Als die ägyptische Familie Ewida am Sonntag abend schlafen ging, konnte sie nicht ahnen, daß sie sich schon 24 Stunden später in Kairo befinden würde. Gestern rissen MitarbeiterInnen der Ausländerbehörde die Eheleute mit ihren fünf Kindern frühmorgens aus dem Bett und schoben sie nach Ägypten ab. Die Familie hatte noch eine Duldung bis Anfang Juli.

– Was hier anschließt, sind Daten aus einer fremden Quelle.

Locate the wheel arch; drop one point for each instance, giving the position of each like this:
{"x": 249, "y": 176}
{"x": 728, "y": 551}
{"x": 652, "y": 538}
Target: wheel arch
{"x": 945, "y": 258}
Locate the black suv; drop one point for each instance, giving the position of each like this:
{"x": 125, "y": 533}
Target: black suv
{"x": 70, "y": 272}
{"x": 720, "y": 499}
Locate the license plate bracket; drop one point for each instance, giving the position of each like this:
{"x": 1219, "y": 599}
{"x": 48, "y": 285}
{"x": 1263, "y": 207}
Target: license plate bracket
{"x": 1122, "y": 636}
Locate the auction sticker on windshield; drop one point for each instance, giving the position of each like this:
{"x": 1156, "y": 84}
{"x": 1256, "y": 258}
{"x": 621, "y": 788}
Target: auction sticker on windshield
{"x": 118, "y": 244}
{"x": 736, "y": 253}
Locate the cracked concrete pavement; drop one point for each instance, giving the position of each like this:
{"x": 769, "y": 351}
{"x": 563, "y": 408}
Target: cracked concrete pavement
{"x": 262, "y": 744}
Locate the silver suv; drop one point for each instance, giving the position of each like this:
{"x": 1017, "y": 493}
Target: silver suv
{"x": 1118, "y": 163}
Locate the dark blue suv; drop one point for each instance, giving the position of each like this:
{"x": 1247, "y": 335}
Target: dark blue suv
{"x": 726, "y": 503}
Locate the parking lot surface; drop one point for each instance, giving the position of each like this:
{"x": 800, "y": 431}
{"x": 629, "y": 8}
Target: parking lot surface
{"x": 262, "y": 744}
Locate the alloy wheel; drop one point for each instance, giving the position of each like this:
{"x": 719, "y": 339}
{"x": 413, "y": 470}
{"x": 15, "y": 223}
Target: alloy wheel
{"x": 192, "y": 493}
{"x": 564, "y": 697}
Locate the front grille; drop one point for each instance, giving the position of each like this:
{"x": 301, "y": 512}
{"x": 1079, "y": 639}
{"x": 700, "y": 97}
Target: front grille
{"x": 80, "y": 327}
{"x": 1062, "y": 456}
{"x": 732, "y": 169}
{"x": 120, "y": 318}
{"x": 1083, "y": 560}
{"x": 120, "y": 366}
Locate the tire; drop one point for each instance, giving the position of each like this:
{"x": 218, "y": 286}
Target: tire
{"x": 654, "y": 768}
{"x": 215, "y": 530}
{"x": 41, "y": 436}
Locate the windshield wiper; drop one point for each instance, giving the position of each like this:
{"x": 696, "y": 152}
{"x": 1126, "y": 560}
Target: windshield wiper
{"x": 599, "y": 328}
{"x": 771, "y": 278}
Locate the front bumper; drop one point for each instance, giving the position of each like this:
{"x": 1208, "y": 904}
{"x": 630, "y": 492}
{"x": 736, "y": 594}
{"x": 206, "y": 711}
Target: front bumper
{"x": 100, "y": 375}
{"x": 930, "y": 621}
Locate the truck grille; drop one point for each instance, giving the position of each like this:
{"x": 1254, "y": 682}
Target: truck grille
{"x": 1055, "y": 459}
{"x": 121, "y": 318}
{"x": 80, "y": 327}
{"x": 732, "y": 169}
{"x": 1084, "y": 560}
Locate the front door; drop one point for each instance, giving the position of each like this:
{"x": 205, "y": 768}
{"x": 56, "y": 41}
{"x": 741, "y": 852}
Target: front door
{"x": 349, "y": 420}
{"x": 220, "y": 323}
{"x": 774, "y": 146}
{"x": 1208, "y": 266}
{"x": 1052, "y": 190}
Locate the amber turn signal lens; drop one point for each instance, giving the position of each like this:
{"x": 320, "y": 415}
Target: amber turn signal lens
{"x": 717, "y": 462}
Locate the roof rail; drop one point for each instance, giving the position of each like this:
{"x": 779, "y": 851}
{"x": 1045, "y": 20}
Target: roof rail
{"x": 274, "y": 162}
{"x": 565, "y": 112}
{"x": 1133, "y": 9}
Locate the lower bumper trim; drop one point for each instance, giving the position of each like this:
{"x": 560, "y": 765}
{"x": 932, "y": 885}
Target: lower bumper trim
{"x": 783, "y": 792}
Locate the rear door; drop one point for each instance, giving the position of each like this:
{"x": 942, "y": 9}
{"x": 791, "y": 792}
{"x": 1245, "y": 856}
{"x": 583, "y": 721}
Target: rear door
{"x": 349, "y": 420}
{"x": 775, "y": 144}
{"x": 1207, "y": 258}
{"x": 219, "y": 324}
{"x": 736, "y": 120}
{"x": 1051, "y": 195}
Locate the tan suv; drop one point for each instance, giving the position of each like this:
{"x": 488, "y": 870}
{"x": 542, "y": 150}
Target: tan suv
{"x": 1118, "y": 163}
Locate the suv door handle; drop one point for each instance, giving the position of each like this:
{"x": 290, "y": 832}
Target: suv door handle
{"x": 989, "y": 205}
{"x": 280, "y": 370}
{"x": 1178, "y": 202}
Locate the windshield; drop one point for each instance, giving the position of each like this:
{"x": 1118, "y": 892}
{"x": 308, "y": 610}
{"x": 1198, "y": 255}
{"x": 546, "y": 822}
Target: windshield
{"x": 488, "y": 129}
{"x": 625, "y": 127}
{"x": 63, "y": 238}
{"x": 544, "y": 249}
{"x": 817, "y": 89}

Damit setzt die Innenbehörde weiterhin ihre Pläne zur Erhöhung der Abschiebezahlen durch (taz berichtete). In einem internen Papier hatte das von Senator Hartmuth Wrocklage (SPD) geleitete Amt Mitte Mai angekündigt, künftig auch kranke Flüchtling – in ärztlicher Begleitung – abzuschieben, vermehrt Familien auseinanderzureißen und die Betroffenen frühmorgens zu überraschen, damit sie sich „der Ausreise nicht entziehen können“.

Mit dem Untertauchen war bei der siebenköpfigen Familie Ewida kaum zu rechnen. Daß sie dennoch unangekündigt ins Flugzeug nach Ägypten gesetzt wurde, begründet Ausländerbehördensprecher Norbert Smekal damit, daß am 6. Juli die Paßersatzpapiere ungültig geworden wären, die für die Ausreise zwingend erforderlich sind. „Wir wollten sicherstellen, daß die Abschiebung rechtzeitig vor Ablauf der Papiere erfolgt“. Die Familie hatte noch für weitere zwei Wochen eine Duldung gehabt, weil die Mutter Fadia Mohamed Kalil im April einen Herzanfall hatte und sich seither in ärztlicher Behandlung befand.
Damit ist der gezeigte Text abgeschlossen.